The villages of West Liberty, Zanesfield and Bellefontaine were officially laid out around 1820. The rest of the county followed soon after, except in the northwest corner. This area remained part of the
Lewistown Reservation until 1832. Very few Americans moved there after the Indians left because the land was too swampy to farm or build homes. Settlement in this area did not begin in earnest until after the reservoir was built and much of the swampy land was covered with the lake. The population rose greatly after the state established
Indian Lake State Park in 1898 and better roads and railroads reached the region from other places in the county starting in the early 20th century.

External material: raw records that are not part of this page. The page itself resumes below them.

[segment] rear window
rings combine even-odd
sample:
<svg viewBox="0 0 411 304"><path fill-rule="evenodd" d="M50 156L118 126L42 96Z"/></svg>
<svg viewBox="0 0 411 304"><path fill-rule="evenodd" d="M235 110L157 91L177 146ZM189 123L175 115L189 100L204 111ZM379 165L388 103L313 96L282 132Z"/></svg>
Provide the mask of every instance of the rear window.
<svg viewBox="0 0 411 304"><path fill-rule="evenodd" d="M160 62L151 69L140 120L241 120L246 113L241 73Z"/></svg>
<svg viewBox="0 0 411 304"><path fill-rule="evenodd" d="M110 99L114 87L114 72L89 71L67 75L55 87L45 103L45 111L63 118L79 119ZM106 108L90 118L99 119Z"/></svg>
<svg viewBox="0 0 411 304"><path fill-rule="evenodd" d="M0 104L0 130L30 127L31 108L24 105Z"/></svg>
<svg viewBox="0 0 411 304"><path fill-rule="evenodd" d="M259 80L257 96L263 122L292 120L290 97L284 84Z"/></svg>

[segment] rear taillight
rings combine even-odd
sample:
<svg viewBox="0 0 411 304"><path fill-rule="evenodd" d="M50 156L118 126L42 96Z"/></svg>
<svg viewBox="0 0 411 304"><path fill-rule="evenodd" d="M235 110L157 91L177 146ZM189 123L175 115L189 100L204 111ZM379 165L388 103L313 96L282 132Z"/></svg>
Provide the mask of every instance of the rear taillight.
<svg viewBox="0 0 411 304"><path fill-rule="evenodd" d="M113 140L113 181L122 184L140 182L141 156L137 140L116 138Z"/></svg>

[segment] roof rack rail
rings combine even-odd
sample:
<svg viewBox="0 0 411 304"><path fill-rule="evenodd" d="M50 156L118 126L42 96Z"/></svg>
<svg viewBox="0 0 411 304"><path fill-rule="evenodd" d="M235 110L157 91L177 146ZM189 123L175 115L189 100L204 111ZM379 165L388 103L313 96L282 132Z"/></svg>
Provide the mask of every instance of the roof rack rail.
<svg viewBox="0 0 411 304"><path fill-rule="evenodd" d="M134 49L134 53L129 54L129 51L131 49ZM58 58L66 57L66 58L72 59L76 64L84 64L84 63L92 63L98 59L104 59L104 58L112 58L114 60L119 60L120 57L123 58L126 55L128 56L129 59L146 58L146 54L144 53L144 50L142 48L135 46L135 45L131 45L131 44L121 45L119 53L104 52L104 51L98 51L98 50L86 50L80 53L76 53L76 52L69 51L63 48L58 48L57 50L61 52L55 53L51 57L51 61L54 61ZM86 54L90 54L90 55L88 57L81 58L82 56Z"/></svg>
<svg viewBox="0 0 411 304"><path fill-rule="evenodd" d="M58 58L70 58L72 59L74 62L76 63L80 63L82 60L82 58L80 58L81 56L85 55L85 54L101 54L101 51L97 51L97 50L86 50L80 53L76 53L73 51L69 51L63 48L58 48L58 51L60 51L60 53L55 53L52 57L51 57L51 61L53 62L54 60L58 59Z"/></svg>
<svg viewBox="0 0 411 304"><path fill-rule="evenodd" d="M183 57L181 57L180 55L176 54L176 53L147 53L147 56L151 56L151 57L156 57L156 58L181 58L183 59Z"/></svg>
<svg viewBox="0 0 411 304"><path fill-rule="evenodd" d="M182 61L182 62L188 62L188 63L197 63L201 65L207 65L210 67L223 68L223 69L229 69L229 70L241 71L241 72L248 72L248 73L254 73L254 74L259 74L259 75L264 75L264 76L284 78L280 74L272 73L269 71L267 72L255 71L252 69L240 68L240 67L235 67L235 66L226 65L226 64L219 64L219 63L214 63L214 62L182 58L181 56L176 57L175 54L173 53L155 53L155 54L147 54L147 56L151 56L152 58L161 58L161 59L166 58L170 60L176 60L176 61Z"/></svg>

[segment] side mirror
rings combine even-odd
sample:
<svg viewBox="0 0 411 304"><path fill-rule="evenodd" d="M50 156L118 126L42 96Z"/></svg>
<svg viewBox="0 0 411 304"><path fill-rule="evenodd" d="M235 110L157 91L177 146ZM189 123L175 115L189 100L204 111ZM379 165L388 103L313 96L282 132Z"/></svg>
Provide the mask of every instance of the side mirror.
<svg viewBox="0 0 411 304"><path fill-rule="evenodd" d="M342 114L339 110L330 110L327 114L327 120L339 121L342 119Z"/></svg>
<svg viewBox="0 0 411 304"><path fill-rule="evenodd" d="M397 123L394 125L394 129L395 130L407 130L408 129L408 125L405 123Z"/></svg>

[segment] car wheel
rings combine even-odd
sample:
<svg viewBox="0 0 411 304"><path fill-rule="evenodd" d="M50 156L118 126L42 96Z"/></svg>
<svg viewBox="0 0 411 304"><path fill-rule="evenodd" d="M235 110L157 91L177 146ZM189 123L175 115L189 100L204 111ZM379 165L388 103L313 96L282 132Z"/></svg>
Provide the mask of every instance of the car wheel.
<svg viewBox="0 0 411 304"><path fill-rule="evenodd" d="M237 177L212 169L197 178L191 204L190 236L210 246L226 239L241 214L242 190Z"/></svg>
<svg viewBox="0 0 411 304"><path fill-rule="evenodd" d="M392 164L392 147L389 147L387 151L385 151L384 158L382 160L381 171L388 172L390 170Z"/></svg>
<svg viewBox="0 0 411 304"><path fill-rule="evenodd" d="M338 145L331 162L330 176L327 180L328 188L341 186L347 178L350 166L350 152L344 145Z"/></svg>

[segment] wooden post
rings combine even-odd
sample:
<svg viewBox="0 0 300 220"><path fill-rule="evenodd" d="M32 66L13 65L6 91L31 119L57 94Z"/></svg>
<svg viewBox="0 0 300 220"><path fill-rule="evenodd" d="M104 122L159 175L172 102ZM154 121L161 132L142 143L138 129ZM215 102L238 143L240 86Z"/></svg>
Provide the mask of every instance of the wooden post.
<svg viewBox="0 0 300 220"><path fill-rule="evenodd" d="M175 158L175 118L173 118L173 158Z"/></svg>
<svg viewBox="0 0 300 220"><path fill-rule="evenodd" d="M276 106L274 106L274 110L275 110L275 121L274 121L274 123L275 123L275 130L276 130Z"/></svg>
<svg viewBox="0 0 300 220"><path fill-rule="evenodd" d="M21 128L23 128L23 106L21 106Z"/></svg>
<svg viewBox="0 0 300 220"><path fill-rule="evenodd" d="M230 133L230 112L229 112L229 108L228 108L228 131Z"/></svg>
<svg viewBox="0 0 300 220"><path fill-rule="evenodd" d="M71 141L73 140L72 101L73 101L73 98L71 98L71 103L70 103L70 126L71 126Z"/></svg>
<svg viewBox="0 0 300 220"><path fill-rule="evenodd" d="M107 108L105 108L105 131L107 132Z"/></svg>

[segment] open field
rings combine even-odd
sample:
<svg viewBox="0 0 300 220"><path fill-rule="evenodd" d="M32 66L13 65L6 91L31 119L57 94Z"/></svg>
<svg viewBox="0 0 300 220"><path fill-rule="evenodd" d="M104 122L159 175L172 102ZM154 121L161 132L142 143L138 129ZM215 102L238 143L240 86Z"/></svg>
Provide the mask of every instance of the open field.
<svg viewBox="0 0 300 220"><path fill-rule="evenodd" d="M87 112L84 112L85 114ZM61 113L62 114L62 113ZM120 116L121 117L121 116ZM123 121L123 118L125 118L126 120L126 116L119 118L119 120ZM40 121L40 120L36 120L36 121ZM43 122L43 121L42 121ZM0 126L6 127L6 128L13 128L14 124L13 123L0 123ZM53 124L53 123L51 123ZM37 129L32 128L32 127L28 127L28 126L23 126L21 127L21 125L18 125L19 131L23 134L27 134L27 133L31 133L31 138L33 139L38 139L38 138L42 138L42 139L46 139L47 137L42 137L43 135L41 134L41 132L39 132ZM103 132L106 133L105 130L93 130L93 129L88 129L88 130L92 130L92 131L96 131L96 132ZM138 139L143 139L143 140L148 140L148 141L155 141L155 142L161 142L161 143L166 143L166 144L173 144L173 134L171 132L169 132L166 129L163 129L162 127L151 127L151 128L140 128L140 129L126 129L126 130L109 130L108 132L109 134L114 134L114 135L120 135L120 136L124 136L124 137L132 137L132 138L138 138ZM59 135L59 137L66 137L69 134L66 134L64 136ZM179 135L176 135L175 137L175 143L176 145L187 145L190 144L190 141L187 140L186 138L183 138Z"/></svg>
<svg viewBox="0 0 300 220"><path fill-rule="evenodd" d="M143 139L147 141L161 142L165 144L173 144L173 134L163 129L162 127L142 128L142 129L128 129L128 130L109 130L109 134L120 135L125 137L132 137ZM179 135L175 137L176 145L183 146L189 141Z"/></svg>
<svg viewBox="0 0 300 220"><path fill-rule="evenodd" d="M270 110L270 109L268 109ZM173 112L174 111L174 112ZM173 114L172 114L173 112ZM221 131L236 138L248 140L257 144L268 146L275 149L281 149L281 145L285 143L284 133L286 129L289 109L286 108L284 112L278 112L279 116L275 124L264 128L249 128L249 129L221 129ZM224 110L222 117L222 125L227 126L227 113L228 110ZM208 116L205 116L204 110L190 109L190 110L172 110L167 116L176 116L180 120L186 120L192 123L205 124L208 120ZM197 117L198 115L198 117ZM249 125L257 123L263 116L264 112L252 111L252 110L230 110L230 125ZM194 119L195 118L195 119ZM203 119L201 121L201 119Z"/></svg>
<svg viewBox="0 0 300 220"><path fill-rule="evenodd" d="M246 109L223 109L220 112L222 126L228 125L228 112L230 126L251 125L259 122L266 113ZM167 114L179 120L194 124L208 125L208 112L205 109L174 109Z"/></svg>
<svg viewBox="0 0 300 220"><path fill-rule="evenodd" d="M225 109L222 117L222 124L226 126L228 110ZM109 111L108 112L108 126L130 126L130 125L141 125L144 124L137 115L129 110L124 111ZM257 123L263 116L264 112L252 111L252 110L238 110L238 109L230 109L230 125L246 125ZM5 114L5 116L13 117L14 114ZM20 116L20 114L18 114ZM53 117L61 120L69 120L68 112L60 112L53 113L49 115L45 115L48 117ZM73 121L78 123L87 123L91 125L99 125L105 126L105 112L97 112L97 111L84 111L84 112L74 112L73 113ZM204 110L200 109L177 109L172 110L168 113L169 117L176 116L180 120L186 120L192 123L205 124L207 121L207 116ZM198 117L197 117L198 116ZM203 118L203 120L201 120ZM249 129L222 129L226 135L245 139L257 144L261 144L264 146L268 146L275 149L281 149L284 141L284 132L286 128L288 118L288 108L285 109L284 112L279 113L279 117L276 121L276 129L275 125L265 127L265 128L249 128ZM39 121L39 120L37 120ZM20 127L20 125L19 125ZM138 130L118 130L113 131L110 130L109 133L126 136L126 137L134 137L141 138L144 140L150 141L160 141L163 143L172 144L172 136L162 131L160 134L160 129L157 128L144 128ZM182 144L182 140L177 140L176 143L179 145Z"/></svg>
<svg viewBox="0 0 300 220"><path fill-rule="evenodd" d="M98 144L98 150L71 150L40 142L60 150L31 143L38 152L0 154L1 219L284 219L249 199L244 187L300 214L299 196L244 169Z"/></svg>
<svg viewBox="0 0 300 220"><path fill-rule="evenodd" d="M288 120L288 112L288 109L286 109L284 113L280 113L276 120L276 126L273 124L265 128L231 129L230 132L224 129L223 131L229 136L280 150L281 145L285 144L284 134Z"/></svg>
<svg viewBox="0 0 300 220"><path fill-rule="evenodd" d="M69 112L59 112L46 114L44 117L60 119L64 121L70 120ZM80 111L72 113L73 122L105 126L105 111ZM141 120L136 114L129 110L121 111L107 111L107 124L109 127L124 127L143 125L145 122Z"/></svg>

Logan County continued to grow throughout the 19th century. Most of the people in the county farmed the land. Those who did not farm worked in the county's other businesses like flour mills, lumber mills, carriage makers, schools, banks and taverns, to name a few.

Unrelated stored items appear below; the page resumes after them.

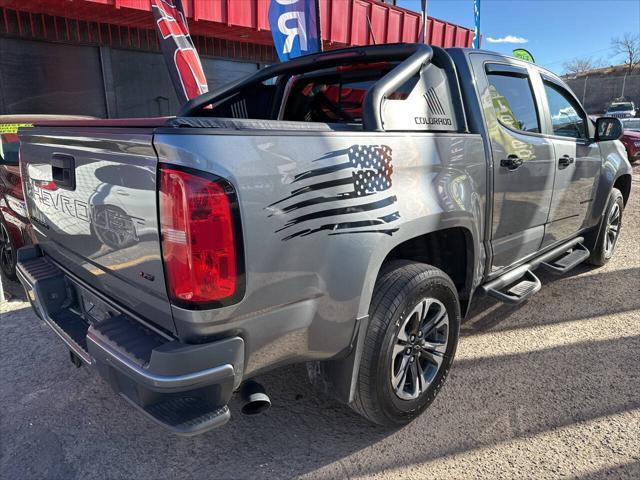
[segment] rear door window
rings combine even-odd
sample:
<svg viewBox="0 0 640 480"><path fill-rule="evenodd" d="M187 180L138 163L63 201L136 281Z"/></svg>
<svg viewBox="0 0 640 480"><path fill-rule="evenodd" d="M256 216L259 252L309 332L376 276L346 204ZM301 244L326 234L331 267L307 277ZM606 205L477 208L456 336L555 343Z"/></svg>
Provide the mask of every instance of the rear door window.
<svg viewBox="0 0 640 480"><path fill-rule="evenodd" d="M529 76L490 72L487 78L498 121L512 130L540 133L540 119Z"/></svg>

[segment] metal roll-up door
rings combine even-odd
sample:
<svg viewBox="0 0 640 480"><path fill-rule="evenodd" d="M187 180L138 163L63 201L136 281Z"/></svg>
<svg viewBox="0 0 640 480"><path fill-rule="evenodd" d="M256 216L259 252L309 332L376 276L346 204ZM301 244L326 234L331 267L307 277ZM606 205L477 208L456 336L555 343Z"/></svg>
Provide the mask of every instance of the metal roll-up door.
<svg viewBox="0 0 640 480"><path fill-rule="evenodd" d="M0 114L106 116L97 47L0 38Z"/></svg>
<svg viewBox="0 0 640 480"><path fill-rule="evenodd" d="M258 70L258 65L256 63L203 58L202 68L207 77L209 90L215 90L226 83L251 75Z"/></svg>

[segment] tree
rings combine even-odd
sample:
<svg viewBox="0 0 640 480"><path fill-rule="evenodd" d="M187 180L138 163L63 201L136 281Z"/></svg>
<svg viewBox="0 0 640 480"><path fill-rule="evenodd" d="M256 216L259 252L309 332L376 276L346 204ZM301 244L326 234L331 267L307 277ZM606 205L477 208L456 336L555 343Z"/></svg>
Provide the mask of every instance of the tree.
<svg viewBox="0 0 640 480"><path fill-rule="evenodd" d="M600 62L590 57L574 58L563 64L566 74L573 77L598 68L599 66Z"/></svg>
<svg viewBox="0 0 640 480"><path fill-rule="evenodd" d="M624 55L627 74L640 65L640 35L625 33L622 38L611 40L611 49L615 55Z"/></svg>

The more than 42,000 citizens of Logan County and the thousands of tourists who visit here every year enjoy one of the most diverse counties in Ohio. Its water-carved caverns, beautiful hills and valleys, fertile farmland, man-made lake, various industries and rich history makes Logan County a valuable asset to Ohio.
The topography and geology of Logan County are unique and spectacular. Campbell Hill, located two miles east of Bellefontaine, is the
highest point in Ohio at 1,549 feet above sea level. Ohio Hi-Point Career Center, a joint-vocational school, is currently at this site. The 664th Aircraft Control and Warning Squadron was stationed on Campbell Hill in the 1950s and 1960s. The 664th A.C.&W. monitored the skies with a radar system set up on the peak of Ohio.
Logan County also contains some of Ohio's most magnificent caverns. Ohio Caverns, located three miles east of West Liberty, are the state's largest and most colorful caverns. Over time underground rivers and dripping water formed many large and beautiful mineral deposit formations called stalactites (formations hanging from the ceiling) and stalagmites (formations built on the floor).
Zane Caverns, near Zanesfield, offers other natural wonders. Rare cave pearl formations are found in these caverns. Zane Caverns are now owned by the Shawnee Remnant Band. The site includes the Shawnee & Woodland Native American Museum.
Two of Ohio's major rivers begin in Logan County. A small stream flows into the waters of Indian Lake from the east and exits the lake in the south. This small stream becomes the Great Miami River. The hills of central Logan County provide the waters for the Mad River. The Mad River flows into the Great Miami River in Dayton, Ohio, about 60 miles from where they begin. Both of these rivers and their valleys have been important to Ohio's inhabitants for housing, transportation, food and water.